29 Jun 2019
Joint plan to thwart China’s port storm
Australia’s Foreign Ministry this month hosted a session in Brisbane for 120 business representatives and contractors on the Australian Infrastructure Financing Facility for the Pacific.
The AIFF will start next month. That’s a positive move: grant and debt financing can help unlock infrastructure support for the region’s economic aspirations.
But now’s the time for Australia to examine our commitment to major infrastructure funding for neighbouring East Timor. That’s the obvious conclusion to be drawn from a report in The Australian this week about an influx of Chinese money to East Timor.
The government in Dili is poised to borrow up to $15.9 billion from China to develop the controversial Greater Sunrise gas project. The deal could result in China gaining access to a port on the south coast of East Timor. The country’s leaders wish to build a gas processing facility and associated port there.
What’s causing consternation in Canberra is that a Chinese-controlled port on the coast at Beaco could open the door for access by People’s Liberation Army ships and aircraft. Ultimately, China’s air and naval military assets could be deployed there and challenge Australia’s ability to control our air and maritime approaches.
It would appear East Timor is ready to sign a commercial loan with China under President Xi Jinping’s Belt and Road Initiative to develop the gas project. East Timor has a controlling equity stake in the Sunrise gas field. The China Civil Engineering Construction Corporation would build the new port, once the state-owned Timor Gap gas company has secured funding from China’s Exim Bank.
China is buying up development and operational rights to a chain of ports from Asia to the Middle East, Africa, Europe and South America under the strategic framework of the Maritime Silk Road, the oceanic dimension of the Belt and Road Initiative.
A brilliant study published last year by Devin Thorne and Ben Spevack, Harboured Ambitions: How China’s Port Investments are Strategically Reshaping the Indo-Pacific, points out that Chinese analysts unofficially discussing port investments “routinely prioritise China’s national security interests over the objective of mutually beneficial economic development, contradicting the position of official policy documents”.
It analysed 15 China-funded port projects through the Indo-Pacific and found the behaviour of Chinese companies indicated these investments aren’t principally driven by the concept of win-win development. Rather, they “appear to generate political influence, stealthily expand China’s military presence, and create an advantageous strategic environment in the region” for China.

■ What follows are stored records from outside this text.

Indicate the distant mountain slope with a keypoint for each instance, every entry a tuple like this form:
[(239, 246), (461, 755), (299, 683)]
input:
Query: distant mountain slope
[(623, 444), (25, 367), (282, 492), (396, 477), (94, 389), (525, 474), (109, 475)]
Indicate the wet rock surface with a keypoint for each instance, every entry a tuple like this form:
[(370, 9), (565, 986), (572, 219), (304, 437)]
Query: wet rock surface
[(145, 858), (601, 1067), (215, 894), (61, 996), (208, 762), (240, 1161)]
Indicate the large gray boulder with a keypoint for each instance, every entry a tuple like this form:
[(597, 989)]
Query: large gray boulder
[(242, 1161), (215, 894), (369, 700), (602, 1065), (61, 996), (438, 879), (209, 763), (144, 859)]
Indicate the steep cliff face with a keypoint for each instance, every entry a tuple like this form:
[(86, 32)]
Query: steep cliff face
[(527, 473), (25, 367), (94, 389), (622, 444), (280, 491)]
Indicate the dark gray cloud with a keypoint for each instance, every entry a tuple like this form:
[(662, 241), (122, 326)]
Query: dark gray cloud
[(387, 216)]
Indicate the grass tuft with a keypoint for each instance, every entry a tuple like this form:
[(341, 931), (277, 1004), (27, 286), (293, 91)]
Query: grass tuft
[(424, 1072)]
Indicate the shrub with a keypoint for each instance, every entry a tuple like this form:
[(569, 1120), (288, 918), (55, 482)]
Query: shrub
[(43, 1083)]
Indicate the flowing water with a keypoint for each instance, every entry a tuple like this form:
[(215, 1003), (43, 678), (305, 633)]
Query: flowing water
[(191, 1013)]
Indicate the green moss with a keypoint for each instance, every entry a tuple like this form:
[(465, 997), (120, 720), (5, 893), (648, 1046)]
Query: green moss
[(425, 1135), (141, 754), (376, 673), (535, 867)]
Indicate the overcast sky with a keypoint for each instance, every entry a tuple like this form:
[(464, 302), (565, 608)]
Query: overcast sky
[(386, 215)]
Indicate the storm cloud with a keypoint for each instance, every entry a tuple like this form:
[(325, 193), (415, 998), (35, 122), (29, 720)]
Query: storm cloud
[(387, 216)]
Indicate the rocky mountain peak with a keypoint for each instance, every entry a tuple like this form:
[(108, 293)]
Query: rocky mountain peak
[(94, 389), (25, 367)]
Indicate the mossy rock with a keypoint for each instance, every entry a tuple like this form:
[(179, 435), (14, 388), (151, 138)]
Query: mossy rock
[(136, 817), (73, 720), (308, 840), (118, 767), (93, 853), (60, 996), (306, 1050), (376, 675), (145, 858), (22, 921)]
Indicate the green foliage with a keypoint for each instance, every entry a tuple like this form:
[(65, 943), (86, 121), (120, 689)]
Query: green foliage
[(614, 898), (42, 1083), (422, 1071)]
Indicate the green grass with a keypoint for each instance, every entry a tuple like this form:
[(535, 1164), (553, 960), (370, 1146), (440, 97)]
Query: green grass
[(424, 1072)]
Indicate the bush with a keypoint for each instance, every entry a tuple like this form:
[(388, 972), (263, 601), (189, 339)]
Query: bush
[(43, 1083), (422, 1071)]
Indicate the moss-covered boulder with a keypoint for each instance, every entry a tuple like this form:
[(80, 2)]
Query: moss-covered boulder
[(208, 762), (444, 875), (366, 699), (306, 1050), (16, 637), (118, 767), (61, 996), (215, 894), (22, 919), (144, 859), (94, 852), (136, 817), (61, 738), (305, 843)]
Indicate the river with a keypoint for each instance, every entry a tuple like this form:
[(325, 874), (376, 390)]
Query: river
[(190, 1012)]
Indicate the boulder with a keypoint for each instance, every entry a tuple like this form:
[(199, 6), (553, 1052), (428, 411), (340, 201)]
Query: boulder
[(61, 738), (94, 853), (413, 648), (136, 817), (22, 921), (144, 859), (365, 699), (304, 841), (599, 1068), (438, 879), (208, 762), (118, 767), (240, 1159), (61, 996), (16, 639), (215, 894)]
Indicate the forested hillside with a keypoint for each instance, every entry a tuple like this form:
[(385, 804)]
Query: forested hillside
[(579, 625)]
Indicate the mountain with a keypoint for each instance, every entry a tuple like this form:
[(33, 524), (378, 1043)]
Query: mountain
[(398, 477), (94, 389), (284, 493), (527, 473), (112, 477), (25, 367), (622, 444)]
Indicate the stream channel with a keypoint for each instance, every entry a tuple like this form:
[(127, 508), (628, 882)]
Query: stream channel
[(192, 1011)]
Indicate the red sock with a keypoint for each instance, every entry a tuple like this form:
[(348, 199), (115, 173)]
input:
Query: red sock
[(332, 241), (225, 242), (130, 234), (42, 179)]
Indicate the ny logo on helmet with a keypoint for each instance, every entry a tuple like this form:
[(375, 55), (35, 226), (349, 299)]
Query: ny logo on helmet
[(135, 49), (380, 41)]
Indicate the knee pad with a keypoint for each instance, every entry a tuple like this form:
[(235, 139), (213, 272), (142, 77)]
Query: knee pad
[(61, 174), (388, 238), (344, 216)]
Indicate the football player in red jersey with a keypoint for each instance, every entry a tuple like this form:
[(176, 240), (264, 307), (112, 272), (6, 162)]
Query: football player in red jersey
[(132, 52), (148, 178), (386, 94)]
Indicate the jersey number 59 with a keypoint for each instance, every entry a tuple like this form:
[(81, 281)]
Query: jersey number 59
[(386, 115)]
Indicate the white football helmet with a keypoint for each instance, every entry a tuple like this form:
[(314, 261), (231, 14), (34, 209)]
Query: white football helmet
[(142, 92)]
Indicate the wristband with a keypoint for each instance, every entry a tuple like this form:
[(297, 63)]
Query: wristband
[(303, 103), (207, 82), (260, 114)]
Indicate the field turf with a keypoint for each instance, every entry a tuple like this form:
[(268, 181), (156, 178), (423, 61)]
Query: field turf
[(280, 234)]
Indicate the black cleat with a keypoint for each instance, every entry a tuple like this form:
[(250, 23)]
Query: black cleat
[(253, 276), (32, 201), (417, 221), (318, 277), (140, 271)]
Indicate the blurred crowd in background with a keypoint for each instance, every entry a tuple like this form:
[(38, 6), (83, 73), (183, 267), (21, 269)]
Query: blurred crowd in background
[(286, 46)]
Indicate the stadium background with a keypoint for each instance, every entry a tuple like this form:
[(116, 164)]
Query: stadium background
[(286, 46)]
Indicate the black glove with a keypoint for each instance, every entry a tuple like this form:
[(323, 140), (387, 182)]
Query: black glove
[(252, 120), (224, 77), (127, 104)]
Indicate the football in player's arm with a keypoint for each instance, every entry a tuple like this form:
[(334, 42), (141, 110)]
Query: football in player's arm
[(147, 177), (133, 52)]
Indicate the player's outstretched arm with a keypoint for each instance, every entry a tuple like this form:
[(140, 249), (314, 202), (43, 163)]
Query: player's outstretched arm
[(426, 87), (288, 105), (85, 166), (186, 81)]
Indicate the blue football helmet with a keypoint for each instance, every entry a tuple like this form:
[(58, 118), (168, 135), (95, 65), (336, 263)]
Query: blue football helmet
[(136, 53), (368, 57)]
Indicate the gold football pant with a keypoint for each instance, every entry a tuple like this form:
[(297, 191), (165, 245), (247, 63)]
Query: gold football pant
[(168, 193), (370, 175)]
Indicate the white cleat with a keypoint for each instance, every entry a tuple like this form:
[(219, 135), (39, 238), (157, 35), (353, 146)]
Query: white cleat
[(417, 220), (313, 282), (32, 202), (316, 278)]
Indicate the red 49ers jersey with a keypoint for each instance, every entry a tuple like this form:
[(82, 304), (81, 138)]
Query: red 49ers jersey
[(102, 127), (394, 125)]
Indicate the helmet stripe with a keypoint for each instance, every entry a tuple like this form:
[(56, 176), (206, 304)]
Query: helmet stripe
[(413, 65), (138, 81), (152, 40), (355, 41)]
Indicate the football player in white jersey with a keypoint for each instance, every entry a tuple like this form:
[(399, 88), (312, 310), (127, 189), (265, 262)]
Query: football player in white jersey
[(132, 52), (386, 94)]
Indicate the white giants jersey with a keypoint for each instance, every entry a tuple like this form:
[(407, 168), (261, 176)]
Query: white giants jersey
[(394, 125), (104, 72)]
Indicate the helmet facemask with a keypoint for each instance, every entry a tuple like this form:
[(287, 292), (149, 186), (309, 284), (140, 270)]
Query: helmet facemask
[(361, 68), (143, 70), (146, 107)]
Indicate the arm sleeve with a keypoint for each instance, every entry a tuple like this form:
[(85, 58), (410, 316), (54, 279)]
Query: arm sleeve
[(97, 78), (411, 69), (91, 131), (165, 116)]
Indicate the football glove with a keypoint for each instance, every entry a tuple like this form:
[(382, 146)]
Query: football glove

China’s international port holdings are strategically positioned, linking with the overland Silk Road at key junctions. Based on the Economist Intelligence Unit’s research, the main focus is the “passage” from China to the Indian Ocean, Africa and onto the Mediterranean.
Ports play a key role in national economies and provide valuable data on logistics and the local economy. China’s efforts at financing (through Chinese banks), building (through Chinese construction companies) and operating ports (with Chinese operators) strengthens its global power.
Our Pacific step-up policy involves significant support for infrastructure. This week Australia, Japan and the US picked a liquefied natural gas project in Papua New Guinea as their first project for joint financing in the region. They plan to lend over $1bn. The three nations agreed in November to jointly finance infrastructure projects in the Indo-Pacific as an alternative to China’s Belt and Road initiative.
We should be lifting our engagement with our near neighbour before China establishes an even stronger infrastructure foothold.